Meantime, that inside eye saw more n more. It saw the crisscross scars on his ear from when I hit him with the creamer; it saw the squiggly little veins in his nose; it saw the way his lower lip pooched out so he almost always looked like he was havin a fit of the sulks; it saw the dandruff in his eyebrows and the way he’d pull at the hairs growin out of his nose or give his pants a good tug at the crotch every now and then.
All the things that eye saw were bad, and it come to me that marryin him had been a lot more than the biggest mistake of my life; it was the only mistake that really mattered, because it wasn’t just me that would end up payin for it. It was Selena he was occupied with then, but there were two boys comin along right behind her, and if he wouldn’t stop at tryin to rape their big sister, what might he do to them?
I turned my head and that eye inside saw the hatchet, layin on the shelf over the woodbox just the same as always. I reached out for it n closed my fingers around the handle, thinkin, I ain’t just going to put it in your hand this time, Joe. Then I thought of Selena turnin back to look at me as the three of em walked down the driveway, and I decided that whatever happened, the goddam hatchet wasn’t going to be any part of it. I bent down and took a chunk of rock maple out of the woodbox instead.

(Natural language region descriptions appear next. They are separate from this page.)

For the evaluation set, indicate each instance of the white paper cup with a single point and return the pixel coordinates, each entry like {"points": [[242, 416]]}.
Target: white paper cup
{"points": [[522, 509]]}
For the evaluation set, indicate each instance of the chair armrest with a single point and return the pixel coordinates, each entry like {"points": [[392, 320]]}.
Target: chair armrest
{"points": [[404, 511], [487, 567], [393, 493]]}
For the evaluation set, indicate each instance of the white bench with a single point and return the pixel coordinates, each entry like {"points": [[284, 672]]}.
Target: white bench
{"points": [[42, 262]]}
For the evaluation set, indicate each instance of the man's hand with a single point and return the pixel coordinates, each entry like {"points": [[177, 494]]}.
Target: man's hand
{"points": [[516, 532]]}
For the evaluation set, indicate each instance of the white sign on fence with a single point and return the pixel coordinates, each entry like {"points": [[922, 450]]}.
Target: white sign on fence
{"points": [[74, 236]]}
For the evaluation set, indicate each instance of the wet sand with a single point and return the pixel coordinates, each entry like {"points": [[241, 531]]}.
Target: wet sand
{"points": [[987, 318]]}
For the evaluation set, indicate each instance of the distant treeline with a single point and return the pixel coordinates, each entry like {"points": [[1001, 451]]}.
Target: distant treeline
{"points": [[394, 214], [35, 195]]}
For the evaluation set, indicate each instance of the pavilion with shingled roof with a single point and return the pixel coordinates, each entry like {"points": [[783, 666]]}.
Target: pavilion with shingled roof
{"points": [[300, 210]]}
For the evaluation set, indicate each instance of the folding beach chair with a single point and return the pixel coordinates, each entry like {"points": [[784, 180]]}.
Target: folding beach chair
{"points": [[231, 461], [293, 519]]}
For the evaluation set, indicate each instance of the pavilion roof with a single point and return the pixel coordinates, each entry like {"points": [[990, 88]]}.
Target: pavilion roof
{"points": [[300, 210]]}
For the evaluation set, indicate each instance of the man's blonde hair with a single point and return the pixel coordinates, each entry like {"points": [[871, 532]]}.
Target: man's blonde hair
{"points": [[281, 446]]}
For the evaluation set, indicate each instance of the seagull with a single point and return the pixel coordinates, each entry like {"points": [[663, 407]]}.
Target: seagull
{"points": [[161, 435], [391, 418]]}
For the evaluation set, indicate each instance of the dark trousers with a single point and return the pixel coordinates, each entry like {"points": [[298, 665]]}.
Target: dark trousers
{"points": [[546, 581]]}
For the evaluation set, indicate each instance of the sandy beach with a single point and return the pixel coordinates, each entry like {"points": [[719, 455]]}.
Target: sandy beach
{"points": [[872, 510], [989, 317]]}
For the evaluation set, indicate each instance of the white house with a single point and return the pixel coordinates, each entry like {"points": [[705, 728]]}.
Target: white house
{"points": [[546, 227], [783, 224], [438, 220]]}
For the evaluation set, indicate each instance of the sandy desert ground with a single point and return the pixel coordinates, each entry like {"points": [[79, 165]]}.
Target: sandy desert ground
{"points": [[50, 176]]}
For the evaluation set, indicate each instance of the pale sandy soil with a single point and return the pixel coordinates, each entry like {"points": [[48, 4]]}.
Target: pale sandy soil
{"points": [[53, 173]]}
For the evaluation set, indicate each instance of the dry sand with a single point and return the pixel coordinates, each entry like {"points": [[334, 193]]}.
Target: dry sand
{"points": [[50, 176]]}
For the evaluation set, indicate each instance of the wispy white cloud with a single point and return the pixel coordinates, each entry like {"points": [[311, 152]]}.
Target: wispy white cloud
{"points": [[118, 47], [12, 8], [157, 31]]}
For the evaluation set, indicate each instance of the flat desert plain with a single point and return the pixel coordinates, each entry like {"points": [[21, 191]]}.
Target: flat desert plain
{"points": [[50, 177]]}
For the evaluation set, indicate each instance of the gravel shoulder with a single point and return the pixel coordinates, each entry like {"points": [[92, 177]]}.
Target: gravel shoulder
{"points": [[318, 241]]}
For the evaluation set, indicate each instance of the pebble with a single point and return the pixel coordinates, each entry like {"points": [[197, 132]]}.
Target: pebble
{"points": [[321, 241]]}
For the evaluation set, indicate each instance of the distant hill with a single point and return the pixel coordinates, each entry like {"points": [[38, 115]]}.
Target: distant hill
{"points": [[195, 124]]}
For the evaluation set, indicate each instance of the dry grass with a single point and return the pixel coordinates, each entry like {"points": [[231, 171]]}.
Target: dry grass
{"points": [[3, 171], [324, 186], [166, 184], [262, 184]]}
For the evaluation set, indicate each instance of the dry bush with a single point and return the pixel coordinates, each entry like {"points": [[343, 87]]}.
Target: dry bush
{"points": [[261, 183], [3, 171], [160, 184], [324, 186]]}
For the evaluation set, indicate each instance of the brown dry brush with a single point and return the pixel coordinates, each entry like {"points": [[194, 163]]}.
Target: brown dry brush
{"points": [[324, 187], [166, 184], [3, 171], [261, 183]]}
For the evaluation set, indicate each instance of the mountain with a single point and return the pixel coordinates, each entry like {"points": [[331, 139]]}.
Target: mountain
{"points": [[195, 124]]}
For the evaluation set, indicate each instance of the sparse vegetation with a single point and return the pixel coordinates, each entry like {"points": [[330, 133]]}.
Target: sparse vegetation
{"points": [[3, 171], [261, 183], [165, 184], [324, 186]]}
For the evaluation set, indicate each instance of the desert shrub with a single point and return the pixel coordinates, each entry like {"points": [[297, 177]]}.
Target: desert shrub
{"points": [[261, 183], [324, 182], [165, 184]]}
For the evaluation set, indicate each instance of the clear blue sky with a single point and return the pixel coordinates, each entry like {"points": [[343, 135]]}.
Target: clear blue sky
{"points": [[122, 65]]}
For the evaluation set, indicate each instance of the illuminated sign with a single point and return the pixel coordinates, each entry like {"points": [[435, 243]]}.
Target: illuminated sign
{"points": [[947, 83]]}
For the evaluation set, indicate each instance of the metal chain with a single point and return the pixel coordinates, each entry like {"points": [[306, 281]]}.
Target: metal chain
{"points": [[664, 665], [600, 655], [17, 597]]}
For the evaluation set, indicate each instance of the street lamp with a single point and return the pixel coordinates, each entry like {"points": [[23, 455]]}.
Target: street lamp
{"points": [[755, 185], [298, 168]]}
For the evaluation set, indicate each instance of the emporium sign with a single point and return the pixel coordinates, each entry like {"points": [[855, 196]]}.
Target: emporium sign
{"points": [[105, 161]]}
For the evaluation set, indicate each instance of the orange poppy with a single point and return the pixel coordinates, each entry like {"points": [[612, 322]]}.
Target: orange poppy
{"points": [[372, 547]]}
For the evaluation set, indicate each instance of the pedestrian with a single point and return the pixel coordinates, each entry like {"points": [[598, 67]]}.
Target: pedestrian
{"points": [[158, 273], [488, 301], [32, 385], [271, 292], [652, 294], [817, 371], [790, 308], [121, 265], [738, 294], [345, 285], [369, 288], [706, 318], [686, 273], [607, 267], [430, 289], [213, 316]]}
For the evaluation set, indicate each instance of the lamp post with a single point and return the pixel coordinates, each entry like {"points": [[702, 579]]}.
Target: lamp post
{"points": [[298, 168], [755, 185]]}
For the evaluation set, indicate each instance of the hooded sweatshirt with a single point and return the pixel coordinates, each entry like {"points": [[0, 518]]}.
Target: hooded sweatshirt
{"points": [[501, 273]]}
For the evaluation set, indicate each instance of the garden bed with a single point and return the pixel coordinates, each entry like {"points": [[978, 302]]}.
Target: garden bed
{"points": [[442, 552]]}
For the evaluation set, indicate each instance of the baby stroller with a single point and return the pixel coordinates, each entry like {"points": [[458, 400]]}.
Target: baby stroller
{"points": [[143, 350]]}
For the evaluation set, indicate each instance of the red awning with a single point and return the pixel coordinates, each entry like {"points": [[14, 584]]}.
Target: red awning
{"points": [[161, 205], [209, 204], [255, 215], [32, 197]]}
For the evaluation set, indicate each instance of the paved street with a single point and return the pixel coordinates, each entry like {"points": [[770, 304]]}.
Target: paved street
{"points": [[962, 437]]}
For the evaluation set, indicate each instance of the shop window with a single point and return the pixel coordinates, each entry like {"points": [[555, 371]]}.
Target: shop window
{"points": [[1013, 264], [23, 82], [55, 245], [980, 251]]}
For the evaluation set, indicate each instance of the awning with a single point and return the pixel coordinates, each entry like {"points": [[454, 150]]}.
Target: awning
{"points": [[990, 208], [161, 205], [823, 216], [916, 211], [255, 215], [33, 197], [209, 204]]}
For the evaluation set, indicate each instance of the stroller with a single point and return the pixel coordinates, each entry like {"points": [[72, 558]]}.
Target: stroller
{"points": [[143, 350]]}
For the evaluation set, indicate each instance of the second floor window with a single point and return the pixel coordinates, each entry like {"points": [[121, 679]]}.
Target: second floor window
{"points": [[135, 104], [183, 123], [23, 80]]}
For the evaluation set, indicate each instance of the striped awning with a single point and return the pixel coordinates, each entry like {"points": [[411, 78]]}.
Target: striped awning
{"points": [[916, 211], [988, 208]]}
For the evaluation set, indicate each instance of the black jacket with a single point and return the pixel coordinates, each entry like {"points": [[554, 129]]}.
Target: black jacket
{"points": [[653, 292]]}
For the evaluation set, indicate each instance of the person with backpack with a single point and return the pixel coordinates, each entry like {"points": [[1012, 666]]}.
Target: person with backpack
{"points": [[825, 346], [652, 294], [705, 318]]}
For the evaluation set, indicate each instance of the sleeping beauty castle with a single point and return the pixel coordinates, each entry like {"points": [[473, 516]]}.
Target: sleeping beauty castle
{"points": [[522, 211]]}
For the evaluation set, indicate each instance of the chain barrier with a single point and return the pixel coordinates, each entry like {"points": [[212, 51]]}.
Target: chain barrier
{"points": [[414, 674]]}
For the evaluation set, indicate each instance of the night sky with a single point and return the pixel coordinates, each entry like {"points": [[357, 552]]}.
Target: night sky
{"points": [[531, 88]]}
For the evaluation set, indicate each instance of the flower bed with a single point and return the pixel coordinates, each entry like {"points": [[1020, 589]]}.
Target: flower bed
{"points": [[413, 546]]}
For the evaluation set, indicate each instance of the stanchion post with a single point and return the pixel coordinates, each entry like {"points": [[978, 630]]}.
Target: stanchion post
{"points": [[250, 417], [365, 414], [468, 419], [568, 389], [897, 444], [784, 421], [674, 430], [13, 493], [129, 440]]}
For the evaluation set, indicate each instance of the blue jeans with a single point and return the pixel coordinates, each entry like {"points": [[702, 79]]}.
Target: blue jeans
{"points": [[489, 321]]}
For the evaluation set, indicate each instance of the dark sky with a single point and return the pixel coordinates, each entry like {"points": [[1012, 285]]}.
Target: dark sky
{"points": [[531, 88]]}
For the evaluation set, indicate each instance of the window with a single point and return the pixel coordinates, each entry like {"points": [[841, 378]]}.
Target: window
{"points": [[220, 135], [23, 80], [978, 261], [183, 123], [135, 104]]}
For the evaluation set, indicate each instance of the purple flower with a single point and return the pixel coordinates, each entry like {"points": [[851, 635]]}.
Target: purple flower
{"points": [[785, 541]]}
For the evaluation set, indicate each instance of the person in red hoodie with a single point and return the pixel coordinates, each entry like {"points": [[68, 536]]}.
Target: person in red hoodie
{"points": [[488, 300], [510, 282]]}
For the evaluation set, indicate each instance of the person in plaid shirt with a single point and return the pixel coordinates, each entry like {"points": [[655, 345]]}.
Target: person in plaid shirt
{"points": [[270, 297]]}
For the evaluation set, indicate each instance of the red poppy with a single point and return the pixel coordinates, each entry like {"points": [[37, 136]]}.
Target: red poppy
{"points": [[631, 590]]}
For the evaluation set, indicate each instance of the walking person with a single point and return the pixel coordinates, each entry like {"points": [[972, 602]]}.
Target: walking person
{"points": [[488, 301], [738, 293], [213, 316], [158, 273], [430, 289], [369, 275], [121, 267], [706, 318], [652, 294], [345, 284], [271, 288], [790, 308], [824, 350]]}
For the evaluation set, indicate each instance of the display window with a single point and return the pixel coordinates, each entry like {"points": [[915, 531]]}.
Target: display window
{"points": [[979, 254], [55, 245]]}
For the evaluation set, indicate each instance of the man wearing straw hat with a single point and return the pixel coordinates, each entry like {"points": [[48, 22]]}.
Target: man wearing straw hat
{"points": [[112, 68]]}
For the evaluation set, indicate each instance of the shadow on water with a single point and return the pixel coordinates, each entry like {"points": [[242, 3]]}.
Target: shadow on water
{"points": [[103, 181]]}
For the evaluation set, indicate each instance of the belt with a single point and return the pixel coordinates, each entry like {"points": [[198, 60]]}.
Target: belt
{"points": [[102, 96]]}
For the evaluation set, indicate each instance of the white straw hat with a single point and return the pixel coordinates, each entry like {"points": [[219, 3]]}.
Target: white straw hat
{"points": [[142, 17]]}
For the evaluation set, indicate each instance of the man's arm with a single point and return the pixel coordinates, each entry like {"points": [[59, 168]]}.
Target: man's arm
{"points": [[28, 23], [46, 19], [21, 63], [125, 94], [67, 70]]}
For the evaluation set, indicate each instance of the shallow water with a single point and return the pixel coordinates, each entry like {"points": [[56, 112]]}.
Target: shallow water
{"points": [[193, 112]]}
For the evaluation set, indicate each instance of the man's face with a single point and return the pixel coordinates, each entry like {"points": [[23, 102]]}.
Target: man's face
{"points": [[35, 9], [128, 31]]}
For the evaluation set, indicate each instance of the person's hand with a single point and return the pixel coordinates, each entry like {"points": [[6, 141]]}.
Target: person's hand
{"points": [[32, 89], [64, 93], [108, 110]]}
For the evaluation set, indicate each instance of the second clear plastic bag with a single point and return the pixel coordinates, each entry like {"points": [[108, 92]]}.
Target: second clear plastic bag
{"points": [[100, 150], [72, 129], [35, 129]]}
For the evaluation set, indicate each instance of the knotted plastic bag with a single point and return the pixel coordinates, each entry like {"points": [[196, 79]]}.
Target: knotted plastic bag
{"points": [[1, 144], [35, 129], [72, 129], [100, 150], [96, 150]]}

Hatchet or stovelength, it almost didn’t matter —Joe’s life come within a whisker of endin right then and there. The longer I looked at him sittin in his dirty shirt, tuggin at the hairs stickin outta his nose and readin the funnypages, the more I thought of what he’d been up to with Selena; the more I thought about that, the madder I got; the madder I got, the closer I came to just walkin over there and breakin his skull open with that stick of wood. I could even see the place I’d hit the first lick. His hair had started to get real thin, especially in back, and the light from the lamp beside his chair made a kind of gleam there. You could see the freckles on the skin between the few strands of hair that was left. Right there, I thought, that very place. The blood’ll jump up n splatter all over the lampshade, but I don’t care; it’s an ugly old thing, anyway. The more I thought about it, the more I
wanted
to see the blood flyin up onto the shade like I knew it would. And then I thought about how drops would fly onto the light-bulb, too, and make a little sizzlin sound. I thought about those things, and the more I thought, the more my fingers bore down on that chunk of stovewood, gettin their best grip. It was crazy, oh yes, but I couldn’t seem to turn away from him, and I knew that inside eye would go on lookin at him even if I did.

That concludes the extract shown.